[BioC] Problem reading Cel files - Oligo Package
James W. MacDonald
jmacdon at uw.edu
Wed Aug 28 16:44:02 CEST 2013
Hi Atul,
On 8/27/2013 11:18 PM, Atul wrote:
> Hi All,
>
> I am trying to read four *.Cel files into oligo and getting this error:
>
> > celFiles <- list.celfiles()
> > celFiles
> [1] "Iris.CEL" "Liv1.CEL" "Liv2.CEL" "Liv3.CEL"
> > AF_data = read.celfiles(celFiles)
> All the CEL files must be of the same type.

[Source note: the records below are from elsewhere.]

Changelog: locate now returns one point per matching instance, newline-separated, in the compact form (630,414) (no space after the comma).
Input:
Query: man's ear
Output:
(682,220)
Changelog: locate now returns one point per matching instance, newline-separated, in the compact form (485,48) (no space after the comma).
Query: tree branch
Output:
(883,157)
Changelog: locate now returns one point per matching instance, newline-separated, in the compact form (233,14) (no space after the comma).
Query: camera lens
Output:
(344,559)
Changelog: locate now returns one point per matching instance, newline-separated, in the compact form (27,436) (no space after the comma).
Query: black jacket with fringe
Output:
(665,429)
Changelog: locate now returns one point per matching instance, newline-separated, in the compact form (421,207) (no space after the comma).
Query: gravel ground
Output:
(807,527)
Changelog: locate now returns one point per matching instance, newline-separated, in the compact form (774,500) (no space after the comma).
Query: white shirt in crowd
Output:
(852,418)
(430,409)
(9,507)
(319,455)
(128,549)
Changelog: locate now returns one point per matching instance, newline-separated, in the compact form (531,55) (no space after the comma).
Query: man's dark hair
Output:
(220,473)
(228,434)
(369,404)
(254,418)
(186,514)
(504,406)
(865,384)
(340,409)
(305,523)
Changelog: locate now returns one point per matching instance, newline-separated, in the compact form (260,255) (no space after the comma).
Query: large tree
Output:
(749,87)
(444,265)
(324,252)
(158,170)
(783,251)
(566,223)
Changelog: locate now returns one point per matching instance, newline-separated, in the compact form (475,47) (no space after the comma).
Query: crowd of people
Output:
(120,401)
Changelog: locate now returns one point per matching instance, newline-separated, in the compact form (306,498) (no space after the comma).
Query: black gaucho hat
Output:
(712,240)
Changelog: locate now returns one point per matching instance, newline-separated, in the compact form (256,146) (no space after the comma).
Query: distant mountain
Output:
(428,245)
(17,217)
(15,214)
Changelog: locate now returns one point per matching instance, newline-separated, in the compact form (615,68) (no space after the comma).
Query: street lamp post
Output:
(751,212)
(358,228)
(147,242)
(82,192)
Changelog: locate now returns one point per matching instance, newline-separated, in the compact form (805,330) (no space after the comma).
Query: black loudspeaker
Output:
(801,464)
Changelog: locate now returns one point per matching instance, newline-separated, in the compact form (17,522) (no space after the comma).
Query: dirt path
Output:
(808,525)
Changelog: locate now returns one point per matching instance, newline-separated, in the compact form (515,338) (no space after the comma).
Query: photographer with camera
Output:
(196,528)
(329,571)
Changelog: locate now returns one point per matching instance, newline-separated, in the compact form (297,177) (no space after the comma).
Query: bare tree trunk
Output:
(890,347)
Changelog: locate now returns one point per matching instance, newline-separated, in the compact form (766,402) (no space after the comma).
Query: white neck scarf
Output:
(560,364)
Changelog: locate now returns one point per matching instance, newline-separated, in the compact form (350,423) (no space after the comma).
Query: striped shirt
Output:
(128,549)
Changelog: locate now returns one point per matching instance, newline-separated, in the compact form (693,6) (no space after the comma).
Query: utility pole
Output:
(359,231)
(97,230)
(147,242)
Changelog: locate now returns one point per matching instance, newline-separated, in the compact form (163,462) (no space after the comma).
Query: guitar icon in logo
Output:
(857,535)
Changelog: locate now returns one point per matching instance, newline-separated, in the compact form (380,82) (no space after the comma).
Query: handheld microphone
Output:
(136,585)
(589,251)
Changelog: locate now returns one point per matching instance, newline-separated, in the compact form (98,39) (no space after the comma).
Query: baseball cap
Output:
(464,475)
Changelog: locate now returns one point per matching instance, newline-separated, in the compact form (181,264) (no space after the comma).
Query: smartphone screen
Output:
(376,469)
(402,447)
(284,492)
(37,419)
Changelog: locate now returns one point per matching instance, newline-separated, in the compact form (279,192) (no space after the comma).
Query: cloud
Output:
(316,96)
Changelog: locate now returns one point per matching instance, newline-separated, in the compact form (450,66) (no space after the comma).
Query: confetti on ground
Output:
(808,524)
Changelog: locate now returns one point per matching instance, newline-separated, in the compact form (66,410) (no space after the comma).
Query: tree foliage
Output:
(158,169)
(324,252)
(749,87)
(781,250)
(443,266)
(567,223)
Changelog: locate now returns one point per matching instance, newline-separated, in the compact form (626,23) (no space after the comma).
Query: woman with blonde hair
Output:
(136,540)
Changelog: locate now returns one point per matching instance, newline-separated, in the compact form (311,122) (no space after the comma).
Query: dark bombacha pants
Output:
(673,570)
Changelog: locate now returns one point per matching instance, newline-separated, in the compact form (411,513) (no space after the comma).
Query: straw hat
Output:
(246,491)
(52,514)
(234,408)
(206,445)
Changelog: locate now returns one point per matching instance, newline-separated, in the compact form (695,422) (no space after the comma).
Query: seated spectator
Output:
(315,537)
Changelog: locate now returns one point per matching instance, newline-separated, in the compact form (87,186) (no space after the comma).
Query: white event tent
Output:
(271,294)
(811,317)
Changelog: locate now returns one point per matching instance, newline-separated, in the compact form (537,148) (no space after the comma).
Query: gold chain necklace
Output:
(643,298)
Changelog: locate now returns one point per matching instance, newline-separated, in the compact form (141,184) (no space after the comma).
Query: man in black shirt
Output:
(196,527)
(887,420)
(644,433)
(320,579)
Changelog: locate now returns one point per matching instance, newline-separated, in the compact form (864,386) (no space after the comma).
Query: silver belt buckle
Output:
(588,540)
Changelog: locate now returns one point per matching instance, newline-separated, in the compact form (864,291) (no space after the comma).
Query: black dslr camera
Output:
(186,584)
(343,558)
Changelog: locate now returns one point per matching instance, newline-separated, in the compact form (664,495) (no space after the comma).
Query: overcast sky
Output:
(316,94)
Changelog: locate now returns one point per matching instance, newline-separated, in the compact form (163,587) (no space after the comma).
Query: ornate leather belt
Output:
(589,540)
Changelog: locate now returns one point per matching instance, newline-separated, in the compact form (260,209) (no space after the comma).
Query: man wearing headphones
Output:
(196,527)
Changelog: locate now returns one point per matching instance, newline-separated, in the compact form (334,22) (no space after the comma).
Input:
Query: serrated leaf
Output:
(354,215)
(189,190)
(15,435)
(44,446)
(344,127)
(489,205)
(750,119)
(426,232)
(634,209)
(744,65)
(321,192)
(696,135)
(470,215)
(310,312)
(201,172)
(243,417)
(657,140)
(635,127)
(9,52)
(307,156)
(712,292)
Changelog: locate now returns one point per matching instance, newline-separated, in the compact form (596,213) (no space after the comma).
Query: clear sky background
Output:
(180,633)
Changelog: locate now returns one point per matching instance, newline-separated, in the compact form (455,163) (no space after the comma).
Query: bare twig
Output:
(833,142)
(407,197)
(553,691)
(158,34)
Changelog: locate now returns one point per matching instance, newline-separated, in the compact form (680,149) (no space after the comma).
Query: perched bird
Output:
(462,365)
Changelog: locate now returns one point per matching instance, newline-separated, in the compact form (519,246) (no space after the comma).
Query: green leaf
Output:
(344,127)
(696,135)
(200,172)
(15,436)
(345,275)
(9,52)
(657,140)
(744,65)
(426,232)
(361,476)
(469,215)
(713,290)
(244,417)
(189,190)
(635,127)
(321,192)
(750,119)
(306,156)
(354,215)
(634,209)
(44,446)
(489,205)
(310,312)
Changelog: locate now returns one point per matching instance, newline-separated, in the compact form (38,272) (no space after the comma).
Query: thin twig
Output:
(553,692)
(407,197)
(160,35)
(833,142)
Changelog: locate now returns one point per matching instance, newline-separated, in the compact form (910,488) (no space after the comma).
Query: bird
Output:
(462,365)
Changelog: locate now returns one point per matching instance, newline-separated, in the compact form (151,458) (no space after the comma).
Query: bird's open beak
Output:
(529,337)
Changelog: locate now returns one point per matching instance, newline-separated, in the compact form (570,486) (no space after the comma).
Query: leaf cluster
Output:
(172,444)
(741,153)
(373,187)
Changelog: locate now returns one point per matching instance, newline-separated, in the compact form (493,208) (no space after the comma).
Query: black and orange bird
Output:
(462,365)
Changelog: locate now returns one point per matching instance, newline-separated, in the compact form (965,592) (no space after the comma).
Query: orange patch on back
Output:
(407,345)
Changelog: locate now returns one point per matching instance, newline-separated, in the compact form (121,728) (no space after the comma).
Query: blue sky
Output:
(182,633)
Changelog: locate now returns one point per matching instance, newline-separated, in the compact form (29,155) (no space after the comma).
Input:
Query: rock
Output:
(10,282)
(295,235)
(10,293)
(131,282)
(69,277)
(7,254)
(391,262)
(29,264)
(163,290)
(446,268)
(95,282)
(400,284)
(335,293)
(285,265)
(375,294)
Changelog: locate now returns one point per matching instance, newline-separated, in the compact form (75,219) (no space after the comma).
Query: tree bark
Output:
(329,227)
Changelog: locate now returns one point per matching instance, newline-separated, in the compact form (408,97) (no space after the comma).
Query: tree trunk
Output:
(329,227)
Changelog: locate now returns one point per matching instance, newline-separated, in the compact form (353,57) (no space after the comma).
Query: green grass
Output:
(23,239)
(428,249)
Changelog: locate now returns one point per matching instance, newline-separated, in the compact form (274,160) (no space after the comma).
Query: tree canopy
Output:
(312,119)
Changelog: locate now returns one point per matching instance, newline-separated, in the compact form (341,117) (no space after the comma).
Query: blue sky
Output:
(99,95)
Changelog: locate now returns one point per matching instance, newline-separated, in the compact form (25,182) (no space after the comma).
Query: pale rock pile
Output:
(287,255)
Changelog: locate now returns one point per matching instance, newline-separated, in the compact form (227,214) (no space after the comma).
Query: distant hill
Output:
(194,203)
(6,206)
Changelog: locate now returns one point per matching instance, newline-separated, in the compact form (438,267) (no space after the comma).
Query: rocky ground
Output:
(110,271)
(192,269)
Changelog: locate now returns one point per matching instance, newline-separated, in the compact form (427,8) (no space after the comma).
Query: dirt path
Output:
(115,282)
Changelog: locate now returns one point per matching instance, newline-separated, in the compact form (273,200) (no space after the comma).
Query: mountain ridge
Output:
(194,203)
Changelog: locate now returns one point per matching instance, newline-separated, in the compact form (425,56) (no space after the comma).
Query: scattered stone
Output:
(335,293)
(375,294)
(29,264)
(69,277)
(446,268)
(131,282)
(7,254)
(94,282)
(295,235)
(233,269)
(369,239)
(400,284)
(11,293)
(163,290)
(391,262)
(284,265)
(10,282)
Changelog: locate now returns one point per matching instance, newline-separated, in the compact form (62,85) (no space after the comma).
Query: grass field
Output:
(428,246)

> Error: checkChipTypes(filenames, verbose, "affymetrix", TRUE) is not TRUE
>
> Then I tried reading files separately (one by one) and found that one
> sample (Iris.CEL) shows annotation package as 'pd.huex.1.0.st.v1'
> while rest (Liv1,Liv2,Liv3) are 'pd.huex.1.0.st.v2'. I checked on GEO
> and found that though all the samples are from different studies but
> were generated using same chip - Human Exon 1.0 ST Arrays and the one
> which is giving error (Iris.cel )have
> 'HuEx-1_0-st-v2.r2.dt1.hg18.core.ps' mentioned under data processing
> description, that means it is also version2 of HuEx 1.0ST.
>
> So I explicitly mentioned annotation package 'pd.huex.1.0.st.v2'
> instead of the one recognized by oligo ('pd.huex.1.0.st.v1') and file
> is read without any problem:
>
> > celFiles <- list.celfiles()
> > celFiles
> [1] "Iris.CEL"
> > AF_data = read.celfiles(celFiles,pkgname='pd.huex.1.0.st.v2')
> Platform design info loaded.
> Reading in : Iris.CEL
>
> But if I add other files and try same thing, than the error is back:
> > celFiles <- list.celfiles()
> > celFiles
> [1] "Iris.CEL" "Liv1.CEL" "Liv2.CEL" "Liv3.CEL"
> > AF_data = read.celfiles(celFiles,pkgname='pd.huex.1.0.st.v2')
> All the CEL files must be of the same type.
> Error: checkChipTypes(filenames, verbose, "affymetrix", TRUE) is not TRUE
>
>
> Can anybody please tell me why annotation package for Iris.cel which
> is from HuEx 1.0ST v2 (from NCBI GEO description) is recognized as
> 'pd.huex.1.0.st.v1'? If explicitly mention package name
> pd.huex.1.0.st.v2 and try to read Iris.cel alone, it works. But if
> read with other cel files with same annotation (pd.huex.1.0.st.v2) it
> gives error??
The Iris.cel file is a HuEx-1_0-st-v1, according to the header in that file:
> sapply(fls, oligo:::getCelChipType, useAffyio=T)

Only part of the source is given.